Georgia – At 5-7, the Bulldogs Are the East’s Only Team Under .500
- The Good: Kentavious Caldwell-Pope is looking like an all-SEC player. The sophomore guard leads his team with 17.5 points and 7.3 rebounds so far this season, and he’d be even better on offense if he had a supporting cast to relieve some of his defensive pressure. He had 25 points in his team’s bellwether win over Southern California last week.
- The Bad: In short, their best win of the season has come over 5-8 Southern California. Georgia started their season 2-7 with losses to Youngstown State, Iona, and Southern Miss. That’s led to some serious rotation shakeups for Mark Fox and his crew. Caldwell-Pope is the only player on the team to have started all 12 games this season. Ten different players have started at least two games each as the Bulldogs look for the right combination to support their star guard.

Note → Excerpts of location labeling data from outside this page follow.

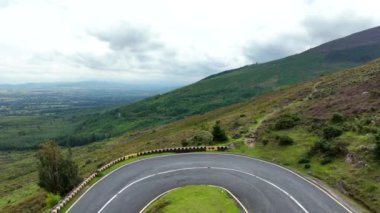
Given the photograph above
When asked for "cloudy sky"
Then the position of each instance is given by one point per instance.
(163, 41)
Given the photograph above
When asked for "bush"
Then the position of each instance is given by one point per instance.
(52, 199)
(57, 173)
(304, 160)
(326, 160)
(330, 132)
(337, 118)
(184, 142)
(286, 122)
(377, 147)
(284, 140)
(328, 149)
(265, 142)
(219, 135)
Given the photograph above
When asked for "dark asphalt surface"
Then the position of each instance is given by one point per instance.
(260, 186)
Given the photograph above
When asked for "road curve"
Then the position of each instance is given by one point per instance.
(260, 186)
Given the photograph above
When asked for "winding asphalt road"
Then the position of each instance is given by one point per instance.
(260, 186)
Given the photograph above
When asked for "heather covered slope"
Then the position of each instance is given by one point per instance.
(233, 86)
(255, 128)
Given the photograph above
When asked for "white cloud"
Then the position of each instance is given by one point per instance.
(163, 40)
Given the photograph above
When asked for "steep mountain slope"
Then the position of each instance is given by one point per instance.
(231, 87)
(348, 101)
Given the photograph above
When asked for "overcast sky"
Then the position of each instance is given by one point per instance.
(155, 41)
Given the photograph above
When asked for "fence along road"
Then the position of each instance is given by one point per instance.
(260, 186)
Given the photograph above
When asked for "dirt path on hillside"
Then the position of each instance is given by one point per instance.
(251, 138)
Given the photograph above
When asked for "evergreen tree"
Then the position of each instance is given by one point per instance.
(57, 174)
(218, 133)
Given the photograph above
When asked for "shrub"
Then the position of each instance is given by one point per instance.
(328, 149)
(337, 118)
(52, 199)
(304, 160)
(57, 174)
(330, 132)
(184, 142)
(326, 160)
(265, 142)
(286, 122)
(219, 135)
(284, 140)
(377, 147)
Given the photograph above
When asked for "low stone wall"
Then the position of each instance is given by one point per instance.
(57, 208)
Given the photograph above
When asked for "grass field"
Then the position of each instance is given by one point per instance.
(194, 199)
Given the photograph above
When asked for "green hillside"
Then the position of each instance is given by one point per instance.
(347, 102)
(231, 87)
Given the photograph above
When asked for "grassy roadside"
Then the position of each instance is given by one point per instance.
(104, 174)
(207, 199)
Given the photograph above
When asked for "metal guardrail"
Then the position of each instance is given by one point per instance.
(62, 203)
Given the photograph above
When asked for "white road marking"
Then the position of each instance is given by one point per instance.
(230, 154)
(195, 168)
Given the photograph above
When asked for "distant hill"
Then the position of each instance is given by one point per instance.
(233, 86)
(346, 102)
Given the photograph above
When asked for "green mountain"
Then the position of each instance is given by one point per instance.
(327, 128)
(230, 87)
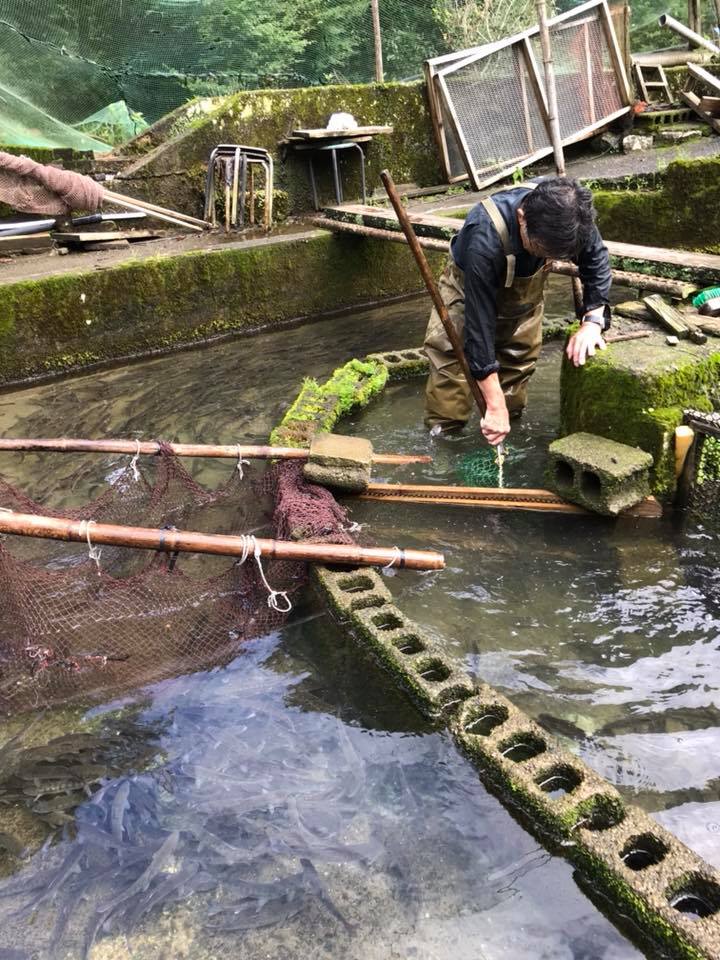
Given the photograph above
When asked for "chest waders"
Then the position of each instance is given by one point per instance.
(518, 338)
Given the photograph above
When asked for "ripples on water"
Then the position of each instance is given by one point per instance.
(295, 804)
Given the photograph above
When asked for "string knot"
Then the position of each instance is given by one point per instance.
(94, 552)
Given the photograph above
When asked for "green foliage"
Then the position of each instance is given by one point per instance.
(468, 23)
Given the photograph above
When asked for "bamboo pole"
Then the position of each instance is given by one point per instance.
(153, 210)
(623, 278)
(437, 300)
(377, 38)
(508, 498)
(184, 541)
(684, 437)
(153, 448)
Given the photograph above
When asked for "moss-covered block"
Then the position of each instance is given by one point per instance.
(600, 474)
(635, 393)
(674, 214)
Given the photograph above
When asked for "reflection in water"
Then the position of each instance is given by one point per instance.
(296, 805)
(607, 632)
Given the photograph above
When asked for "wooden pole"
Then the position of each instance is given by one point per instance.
(377, 37)
(153, 448)
(183, 541)
(551, 89)
(437, 300)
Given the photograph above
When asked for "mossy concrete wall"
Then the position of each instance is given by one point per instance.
(172, 172)
(681, 212)
(636, 393)
(72, 320)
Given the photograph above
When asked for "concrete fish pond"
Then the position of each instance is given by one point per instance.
(513, 757)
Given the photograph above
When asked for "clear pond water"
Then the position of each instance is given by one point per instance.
(296, 805)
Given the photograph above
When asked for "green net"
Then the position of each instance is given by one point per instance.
(90, 73)
(481, 468)
(63, 62)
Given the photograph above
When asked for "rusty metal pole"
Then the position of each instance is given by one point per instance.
(377, 36)
(437, 300)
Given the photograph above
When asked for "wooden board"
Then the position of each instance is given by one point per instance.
(88, 236)
(26, 243)
(711, 105)
(321, 133)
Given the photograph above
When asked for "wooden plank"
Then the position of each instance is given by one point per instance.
(26, 242)
(704, 76)
(322, 133)
(693, 101)
(670, 318)
(710, 105)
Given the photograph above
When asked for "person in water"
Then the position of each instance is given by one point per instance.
(493, 289)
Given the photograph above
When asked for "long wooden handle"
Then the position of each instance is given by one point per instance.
(437, 300)
(153, 448)
(183, 541)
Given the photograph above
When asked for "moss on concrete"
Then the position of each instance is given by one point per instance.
(636, 395)
(318, 408)
(71, 320)
(172, 173)
(677, 214)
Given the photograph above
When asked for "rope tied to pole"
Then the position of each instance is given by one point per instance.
(277, 600)
(241, 461)
(394, 560)
(134, 462)
(94, 552)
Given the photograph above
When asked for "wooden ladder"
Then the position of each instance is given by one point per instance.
(648, 84)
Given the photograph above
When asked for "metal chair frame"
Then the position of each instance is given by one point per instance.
(236, 161)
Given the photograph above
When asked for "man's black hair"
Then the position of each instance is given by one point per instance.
(559, 216)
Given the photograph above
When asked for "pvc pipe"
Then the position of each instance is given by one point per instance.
(667, 21)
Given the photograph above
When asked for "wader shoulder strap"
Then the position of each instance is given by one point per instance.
(497, 221)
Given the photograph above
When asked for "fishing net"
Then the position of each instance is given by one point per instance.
(481, 468)
(77, 621)
(704, 484)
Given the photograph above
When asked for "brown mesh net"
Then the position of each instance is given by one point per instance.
(78, 623)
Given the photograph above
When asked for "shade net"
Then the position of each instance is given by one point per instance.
(704, 487)
(64, 61)
(78, 625)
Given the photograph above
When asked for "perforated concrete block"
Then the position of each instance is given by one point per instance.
(600, 474)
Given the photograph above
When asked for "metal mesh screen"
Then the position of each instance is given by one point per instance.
(704, 492)
(587, 86)
(498, 111)
(497, 108)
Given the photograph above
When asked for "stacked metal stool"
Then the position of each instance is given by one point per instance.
(233, 164)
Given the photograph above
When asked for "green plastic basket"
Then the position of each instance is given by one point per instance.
(705, 295)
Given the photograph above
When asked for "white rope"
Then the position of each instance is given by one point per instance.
(240, 463)
(94, 553)
(133, 463)
(251, 546)
(396, 558)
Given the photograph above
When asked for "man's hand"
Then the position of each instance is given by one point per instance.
(585, 342)
(495, 425)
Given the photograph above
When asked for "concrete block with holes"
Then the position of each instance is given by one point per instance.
(599, 474)
(343, 463)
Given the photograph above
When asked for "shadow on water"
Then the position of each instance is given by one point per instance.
(291, 803)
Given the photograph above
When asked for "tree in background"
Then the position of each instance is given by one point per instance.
(471, 23)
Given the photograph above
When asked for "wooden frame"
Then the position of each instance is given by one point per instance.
(444, 112)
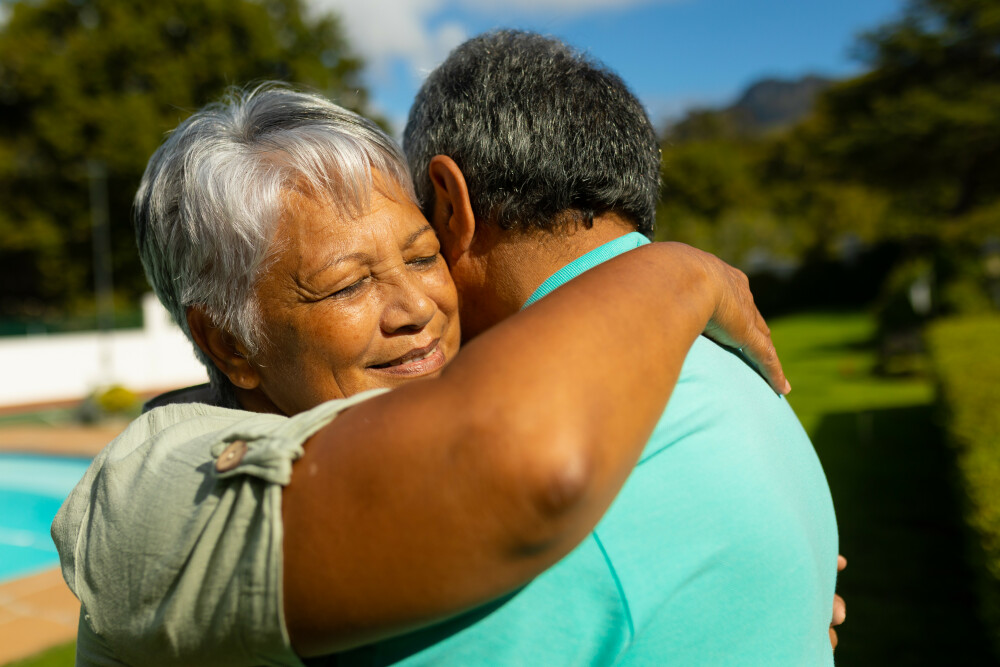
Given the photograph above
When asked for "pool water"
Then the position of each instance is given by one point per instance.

- Player to Watch: Kentavious Caldwell-Pope. The way that UGA has been playing, you don’t want to watch anyone else. Nemanja Djurisic could end up becoming the ‘Dawgs #2 by default, but he’s too inconsistent to give this team the relief they need in order to sniff .500 in the SEC.
- Can it Last? Yes. Mark Fox is having his worse year in Athens, and while Caldwell-Pope has been a stud, the rest of his team has failed to follow suit. The Bulldogs tested themselves with a tough out-of-conference schedule and it backfired on them in 2012-13. They’ll face a similar slate when league play begins, and it’s tough to imagine things going much differently.